Other formats have gradually fallen into disuse because of incompatibility with new devices, their high processing requirements for proper display and visualization, or their reliance on complex tools to add animation and interactivity. Meanwhile, the GIF has continued to function, thanks to its flexibility and compatibility with many different systems, browsers and even mobile devices. As a result, it has been widely used recently, and is no longer limited to publicists and marketers.
In this context, and as part of the current trend towards immediacy, GIF has established itself as an interesting tool for visual expression and experimentation, because of its particular technical, communicative and expressive qualities. Indeed, ANIMATED GIFs enable users to create authentic moving photographs that record short, repetitive actions.
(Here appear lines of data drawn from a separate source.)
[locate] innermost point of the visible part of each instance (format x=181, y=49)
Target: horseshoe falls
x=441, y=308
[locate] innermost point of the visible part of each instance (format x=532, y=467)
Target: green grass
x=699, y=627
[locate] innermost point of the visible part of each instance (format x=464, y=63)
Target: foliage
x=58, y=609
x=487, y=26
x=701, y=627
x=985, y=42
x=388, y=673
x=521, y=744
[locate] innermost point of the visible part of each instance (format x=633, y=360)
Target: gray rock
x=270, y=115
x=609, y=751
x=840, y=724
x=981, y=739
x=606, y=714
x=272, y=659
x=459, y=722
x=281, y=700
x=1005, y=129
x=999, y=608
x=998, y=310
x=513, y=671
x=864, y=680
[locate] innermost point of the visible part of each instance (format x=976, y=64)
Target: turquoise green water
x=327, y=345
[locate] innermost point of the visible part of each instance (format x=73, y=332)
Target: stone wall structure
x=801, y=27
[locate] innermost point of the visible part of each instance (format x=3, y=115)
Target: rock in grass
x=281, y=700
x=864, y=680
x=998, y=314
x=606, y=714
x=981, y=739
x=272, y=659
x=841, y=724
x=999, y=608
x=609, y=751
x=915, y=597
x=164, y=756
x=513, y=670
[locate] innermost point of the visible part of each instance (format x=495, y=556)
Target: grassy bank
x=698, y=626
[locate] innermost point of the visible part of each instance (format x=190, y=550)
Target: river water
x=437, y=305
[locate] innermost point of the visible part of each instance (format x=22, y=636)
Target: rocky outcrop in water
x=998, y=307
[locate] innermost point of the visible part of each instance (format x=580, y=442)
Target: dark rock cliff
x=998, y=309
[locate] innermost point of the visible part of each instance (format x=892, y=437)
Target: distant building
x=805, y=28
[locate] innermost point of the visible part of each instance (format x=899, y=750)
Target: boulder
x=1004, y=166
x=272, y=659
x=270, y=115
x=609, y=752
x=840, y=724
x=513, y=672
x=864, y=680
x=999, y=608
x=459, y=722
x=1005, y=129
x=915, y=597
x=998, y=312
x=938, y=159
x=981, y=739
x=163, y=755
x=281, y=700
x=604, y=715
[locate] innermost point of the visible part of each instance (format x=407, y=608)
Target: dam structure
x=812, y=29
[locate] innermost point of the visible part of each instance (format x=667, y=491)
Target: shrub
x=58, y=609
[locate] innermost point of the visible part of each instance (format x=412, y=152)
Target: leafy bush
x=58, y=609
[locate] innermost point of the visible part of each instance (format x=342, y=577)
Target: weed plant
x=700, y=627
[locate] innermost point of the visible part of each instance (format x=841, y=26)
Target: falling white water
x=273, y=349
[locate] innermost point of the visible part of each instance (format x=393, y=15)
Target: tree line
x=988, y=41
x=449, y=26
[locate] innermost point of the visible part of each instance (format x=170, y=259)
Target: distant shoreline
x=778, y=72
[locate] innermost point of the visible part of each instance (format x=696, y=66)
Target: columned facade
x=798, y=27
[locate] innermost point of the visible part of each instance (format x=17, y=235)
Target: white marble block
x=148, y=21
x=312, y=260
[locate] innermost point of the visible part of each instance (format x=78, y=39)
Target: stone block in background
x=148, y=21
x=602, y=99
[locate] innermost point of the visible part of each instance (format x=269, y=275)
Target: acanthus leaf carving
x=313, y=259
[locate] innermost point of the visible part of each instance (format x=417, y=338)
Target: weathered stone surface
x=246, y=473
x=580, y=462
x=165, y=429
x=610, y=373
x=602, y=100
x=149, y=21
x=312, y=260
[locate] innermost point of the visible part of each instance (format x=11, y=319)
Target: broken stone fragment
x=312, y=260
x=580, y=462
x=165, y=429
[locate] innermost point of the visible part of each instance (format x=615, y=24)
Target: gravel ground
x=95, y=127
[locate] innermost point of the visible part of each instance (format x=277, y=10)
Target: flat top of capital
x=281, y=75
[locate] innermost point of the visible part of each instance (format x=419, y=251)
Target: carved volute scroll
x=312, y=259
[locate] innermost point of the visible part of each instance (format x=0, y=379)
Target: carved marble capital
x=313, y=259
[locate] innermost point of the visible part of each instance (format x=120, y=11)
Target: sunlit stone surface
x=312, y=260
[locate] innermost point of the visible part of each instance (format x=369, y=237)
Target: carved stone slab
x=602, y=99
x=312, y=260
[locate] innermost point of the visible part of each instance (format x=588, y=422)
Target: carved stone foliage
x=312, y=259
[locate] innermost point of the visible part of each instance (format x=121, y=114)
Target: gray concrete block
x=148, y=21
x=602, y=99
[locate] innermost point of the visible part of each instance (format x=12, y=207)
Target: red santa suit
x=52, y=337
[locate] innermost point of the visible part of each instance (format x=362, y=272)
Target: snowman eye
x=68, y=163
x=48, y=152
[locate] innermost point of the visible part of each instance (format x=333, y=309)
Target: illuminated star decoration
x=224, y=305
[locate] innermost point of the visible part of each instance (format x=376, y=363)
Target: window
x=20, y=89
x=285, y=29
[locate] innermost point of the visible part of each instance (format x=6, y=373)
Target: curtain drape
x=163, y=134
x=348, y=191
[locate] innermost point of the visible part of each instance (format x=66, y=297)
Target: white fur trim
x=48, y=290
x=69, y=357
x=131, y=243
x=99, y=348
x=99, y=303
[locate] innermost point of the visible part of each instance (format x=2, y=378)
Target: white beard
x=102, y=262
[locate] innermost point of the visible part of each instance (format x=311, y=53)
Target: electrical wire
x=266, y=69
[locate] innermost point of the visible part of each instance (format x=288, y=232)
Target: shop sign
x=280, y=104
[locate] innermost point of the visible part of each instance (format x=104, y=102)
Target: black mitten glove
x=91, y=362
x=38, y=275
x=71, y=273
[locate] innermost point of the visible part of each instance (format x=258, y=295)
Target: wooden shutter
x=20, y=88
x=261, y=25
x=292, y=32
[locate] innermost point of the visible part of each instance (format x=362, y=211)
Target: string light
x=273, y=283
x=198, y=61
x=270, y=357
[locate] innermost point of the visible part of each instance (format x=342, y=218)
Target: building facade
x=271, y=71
Reproduction in a loop (infinite repetition) emphasizes the idea of the redundancy of the moment, and consequently the instant grows, completes the action and highlights it. Time is no longer suspended for eternity, but is now redundant. This is the case of the so-called “Cinemagraph”, a variation of the animated GIF in which movement is restricted to an area or specific element of the shot. GIFs do not attempt to freeze the instant and instead insist on it, expressing itself time and time again in the image.
This narrows the gap between photography, cinema and video. These frames in movement allude to the first cinematographic films by the Lumière brothers, which captured instants of an action and reproduced the sequence to emulate movement. Unlike that era, viewers are currently not only accustomed to images but oversaturated with them. Observation is no longer guided by surprise, but by identification with an instant that is indefinitely prolonged.
In contrast with the visual quality of cinema and photography, ANIMATED GIFs remind us of the texture of the first video cameras, a pastel-colored, poor quality image lacking depth. Cinema and photography maintain a certain expressive and visual independence from video and GIF. Those media refer to different concepts, as they have varied methods of dissemination and a different form of interaction with the viewer. They establish a relationship with an active spectator who repeatedly gives meaning to the image, reconstructing and reinterpreting in accordance with various factors that range from perception and the relation of each person to time, to external factors such as interface and the device supporting the image.
And yet, the contents manipulated by GIFs often draw on images extracted specifically from photographs, films or videos, and treated to emphasize a concrete action or some elements in movement. GIF narratives are ephemeral but reiterative, describing the instant and action, delving into content and the capacity for seduction and transmitting ideas and feelings. Indeed, action in movement is always the backbone of a visual construction charged with meanings.
Not surprisingly, this digital format is currently being explored by visual artists and photographers, to produce images in movement as an alternative to the formulas of cinema, video or animation shots. Though it may seem complex to understand the spectrum in which the ANIMATED GIF exists, the format has transformed its limited scope in the use of time into its greatest asset, with extensive expressive and conceptual possibilities. It also provides guidelines to redefine the notions and concepts, even at a theoretical level, involved in the constant evolution of photography, which will certainly not be the same in years to come.